With a gorgeous, decades-old stone swimming pool and an adjacent creek both fed by chilly spring water, how could this privately owned rural swimming hole and campground possibly be more perfect? Well, by attaching a rope to that big ol' tree hanging over the creek so your kids can explore their inner Tarzan.
No matter how brilliant the script or talented the cast, the thought of watching theatre outdoors in the Texas summer – especially with hot, grouchy children – can seem daunting. Fortunately, the perfect foil for triple-digit weather is just across the parking lot – chill your chilluns’ cores in the icy waters of Barton Springs, then warm their souls with great song and dance from Broadway's most tuneful shows. It’s been an Austin tradition for 52 years now, and with family-friendly fare such as Annie, The Music Man, and Disney's Beauty and the Beast, there's a good chance your kids will be bringing their kids another 20 summers from now.

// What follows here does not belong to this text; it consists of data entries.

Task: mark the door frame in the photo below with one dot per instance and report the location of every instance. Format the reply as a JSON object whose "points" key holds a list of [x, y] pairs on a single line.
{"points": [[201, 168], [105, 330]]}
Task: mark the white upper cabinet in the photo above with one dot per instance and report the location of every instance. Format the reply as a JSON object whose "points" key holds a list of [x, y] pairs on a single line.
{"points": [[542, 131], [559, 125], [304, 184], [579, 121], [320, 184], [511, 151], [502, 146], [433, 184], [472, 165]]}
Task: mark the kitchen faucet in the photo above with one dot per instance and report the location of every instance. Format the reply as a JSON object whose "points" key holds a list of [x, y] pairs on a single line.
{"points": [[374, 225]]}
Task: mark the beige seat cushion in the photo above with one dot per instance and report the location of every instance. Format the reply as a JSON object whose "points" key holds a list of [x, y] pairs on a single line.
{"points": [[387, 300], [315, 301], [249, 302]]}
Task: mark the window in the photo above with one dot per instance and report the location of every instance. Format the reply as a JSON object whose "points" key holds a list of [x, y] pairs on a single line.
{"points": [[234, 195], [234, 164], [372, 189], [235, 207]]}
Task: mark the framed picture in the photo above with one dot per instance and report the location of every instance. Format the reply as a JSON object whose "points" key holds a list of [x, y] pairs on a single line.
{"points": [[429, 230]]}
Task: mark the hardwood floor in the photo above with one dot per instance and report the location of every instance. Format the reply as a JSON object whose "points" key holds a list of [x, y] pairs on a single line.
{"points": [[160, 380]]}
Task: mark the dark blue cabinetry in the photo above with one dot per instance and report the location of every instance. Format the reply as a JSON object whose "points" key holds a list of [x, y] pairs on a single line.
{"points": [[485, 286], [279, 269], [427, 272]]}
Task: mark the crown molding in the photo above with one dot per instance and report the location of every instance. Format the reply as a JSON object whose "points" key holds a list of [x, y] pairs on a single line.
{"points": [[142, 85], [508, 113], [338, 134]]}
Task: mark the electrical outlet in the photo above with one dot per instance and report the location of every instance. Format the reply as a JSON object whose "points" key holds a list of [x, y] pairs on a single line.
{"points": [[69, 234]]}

Zilker Theatre Productions
2201 Barton Springs Rd.
Overnight, magically, a place is transformed. A red wooden seat and a pair of ropes appear without warning, and the soaring thrill of swinging swoops up, uniting folks in playfulness. Bring the kids; bring Grandma! The Red Swing Project is the vision of a University of Texas grad who prefers to be known only as "Andrew" and bikes around the world pulling a "swing building kit" in his bike trailer. What started as a class design project has bloomed into a gift on four continents, with red swings in Brazil, Thailand, France, India, New Orleans, under overpasses, outside museums, and in abandoned lots and city parks. In Austin, look for red swings at the Festival Beach Community Garden, the HOPE Farmers Market, the old Cafe Mundi site, a tree hanging over Waller Creek, and many more places waiting for discovery.
Red Swing Project
The pointy legs and often-furry bodies stick in our nightmares. Why not walk in their eight shoes for a while? You can thank local video-game developer David Kalina and Tiger Style for the chance via your iPhone and iPad. They didn't make the spider cute and lovable but rather let the eight-legged protagonist be what it is: a flying-pest-eating wunderkind.
Tiger Style Games
We all know nerd is the new cool. How else can you explain Michael Cera's career? Kids between the ages of 9 and 14 form teams under the tutelage of smarty-pant volunteers and set out to create Lego robots the likes of which you likely haven't seen thanks to our good friends science and engineering. What better way to warm up the gray matter?